Antoine Allut confesó allí mismo que, efectivamente, lo sabía, y dijo los nombres que se le pedían, aunque no sin sentir un oscuro temor. Pero allí estaba su mujer para darle ánimos, y el cura tomó nota de los nombres de Gervais Chaubard, de Guilhem Solari y, finalmente, de Mathieu Loupian.

El cura le entregó la sortija, la cual, como estaba previsto, pasó a ser propiedad de un joyero, a un precio estimado de sesenta y tres mil setecientos cuarenta y nueve francos con once céntimos, cantidad que hizo efectiva en el acto. Pero, cuatro meses más tarde, y para eterna desesperación de los Allut, aquel diamante fue revendido a un negociante turco por ciento dos mil francos. Tal diferencia de precio fue la causa de un asesinato, el del joyero, así como de la ruina total de los avariciosos Allut, quienes se vieron obligados a huir y, desde entonces, permanecen en Grecia, país donde encontraron refugio en su desgracia.

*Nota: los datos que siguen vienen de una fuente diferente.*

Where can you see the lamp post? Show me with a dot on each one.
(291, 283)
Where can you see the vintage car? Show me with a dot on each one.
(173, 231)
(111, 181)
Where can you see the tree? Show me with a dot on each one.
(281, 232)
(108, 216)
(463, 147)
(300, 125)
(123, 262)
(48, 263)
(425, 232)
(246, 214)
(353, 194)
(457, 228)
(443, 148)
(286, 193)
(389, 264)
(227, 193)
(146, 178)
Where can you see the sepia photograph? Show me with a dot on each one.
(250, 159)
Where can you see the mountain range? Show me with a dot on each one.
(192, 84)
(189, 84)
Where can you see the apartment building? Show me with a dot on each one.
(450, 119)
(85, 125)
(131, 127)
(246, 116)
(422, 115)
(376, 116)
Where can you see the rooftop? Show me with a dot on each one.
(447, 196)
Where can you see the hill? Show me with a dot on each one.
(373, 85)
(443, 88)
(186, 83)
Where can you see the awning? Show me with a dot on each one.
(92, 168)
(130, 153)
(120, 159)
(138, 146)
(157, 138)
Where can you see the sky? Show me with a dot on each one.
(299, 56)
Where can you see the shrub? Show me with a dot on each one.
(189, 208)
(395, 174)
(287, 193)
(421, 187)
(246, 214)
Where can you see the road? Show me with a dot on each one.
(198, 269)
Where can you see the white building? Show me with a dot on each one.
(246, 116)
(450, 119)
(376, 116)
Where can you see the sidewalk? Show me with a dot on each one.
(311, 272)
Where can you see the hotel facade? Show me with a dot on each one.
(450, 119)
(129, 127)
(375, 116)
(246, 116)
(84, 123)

Un día apareció una señora por el café de Loupian, y preguntó por el propietario. La dama le cuenta, en confianza, que su familia estaba en deuda, por muy importantes servicios, con un pobre hombre arruinado durante los acontecimientos de 1814, pero que éste es tan desinteresado que rechaza cualquier compensación. Tan sólo desearía trabajar como camarero en un establecimiento donde fuera tratado con cierto miramiento. Además, no era joven, porque debía de rondar ya los cincuenta años; pero como ayuda para que el señor Loupian tomase la decisión más conveniente, la familia de la dama en cuestión le entregaría al dueño del local cien francos por mes, sin que lo supiera el futuro empleado.

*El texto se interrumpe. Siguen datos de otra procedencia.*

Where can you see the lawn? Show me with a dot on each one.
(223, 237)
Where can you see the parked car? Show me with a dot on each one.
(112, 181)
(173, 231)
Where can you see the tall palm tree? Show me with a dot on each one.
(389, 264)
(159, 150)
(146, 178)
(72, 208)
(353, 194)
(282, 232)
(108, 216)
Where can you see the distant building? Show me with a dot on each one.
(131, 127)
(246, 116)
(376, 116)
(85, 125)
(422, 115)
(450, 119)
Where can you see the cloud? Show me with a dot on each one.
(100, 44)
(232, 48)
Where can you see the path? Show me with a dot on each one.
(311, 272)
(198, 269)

Loupian aceptó, y allí se presentó un hombre bastante feo y mal vestido. La dueña del lugar, la señora de Loupian, le examinó con atención y creyó reconocer en los rasgos de aquel hombre el rostro de alguien conocido. Mas extraviada en sus recuerdos, no dio con nada que le encajase del todo y se olvidó de tal circunstancia. Dos sujetos de Nîmes frecuentaban aquel café. Un día, no apareció uno de ellos, y hubo bromas acerca de los motivos de su ausencia. Pero, un día más tarde, tampoco se presentó. ¿Dónde estará? Guilhem Solari promete que dará con la razón de aquella ausencia. Y a eso de las nueve de la noche, aparece de nuevo por el café y cuenta, consternado, que, la víspera, en el puente des Arts, a las cinco de la mañana, había aparecido el infortunado Chaubard con una puñalada. Quien lo hubiera hecho había dejado el arma clavada en la herida, mientras que en una de sus mangas había aparecido un escrito, con palabras compuestas en letras impresas, en el que podía leerse: NÚMERO UNO.

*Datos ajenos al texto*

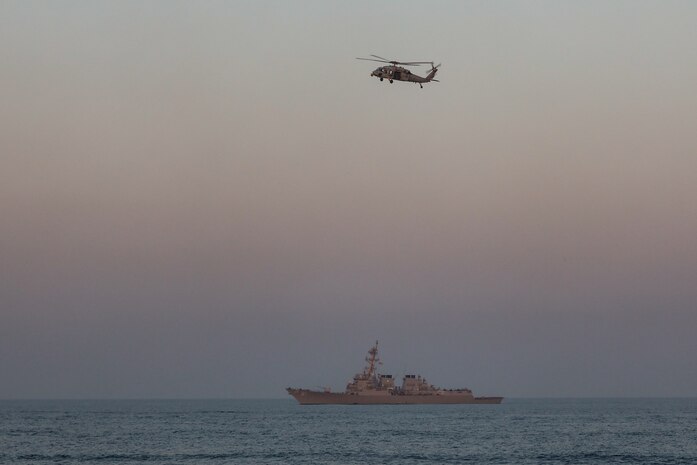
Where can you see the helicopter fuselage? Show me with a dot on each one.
(393, 72)
(397, 73)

No faltaron las especulaciones. ¡Dios sabe cuántas conjeturas se hicieron en torno al suceso! La policía removió Roma con Santiago, pero no hubo investigación capaz de conducir a un culpable. Poco tiempo después, un magnífico perro de caza, propiedad del dueño del café, apareció envenenado; un camarero joven declaró que había visto a un cliente en el momento de arrojar unas galletas al pobre animal. El empleado dio, además, la descripción del mencionado cliente.

Se llegó a la conclusión de que se trataba de un enemigo de Loupian, quien, para mofarse del propietario, acudía al café, donde, de alguna manera, éste se encontraba a sus órdenes. Se intentó un proceso contra tan malévolo cliente, pero éste consiguió demostrar su inocencia mediante una coartada probada. Era correo suplente de postas y, en el día de autos, se encontraba a las puertas de Estrasburgo. Dos semanas más tarde, la cotorra preferida de la señora de Loupian sufrió pareja suerte: fue envenenada con almendras amargas y perejil. Se realizaron nuevas pesquisas, pero sin resultado alguno.

Fruto de un primer matrimonio, Loupian tenía una hija de dieciséis años, bonita como un ángel. Un fantasioso la vio, se enamoró locamente de ella y gastó sumas extraordinarias para ganarse a los camareros del café y a la doncella de la muchacha, lo que le ayudó sobremanera a mantener numerosas entrevistas con la persona interesada, a quien llegó a seducir tras hacerse pasar por marqués y millonario. La joven no se dio cuenta de la imprudencia cometida hasta que hubo que ampliarle el corsé, momento en el que confesó a sus padres su debilidad. ¡Irreparable desesperación! La familia va a hablar con aquel caballero, quien, tras hacer mención de su fortuna, consiente en casarse, no sin haber mostrado árboles genealógicos y títulos de propiedad. La alegría vuelve al hogar de los Loupian. Al poco, se celebra el matrimonio, y el esposo, que desea unos espléndidos esponsales, encarga una cena de ciento cincuenta cubiertos en el Cadran Bleu.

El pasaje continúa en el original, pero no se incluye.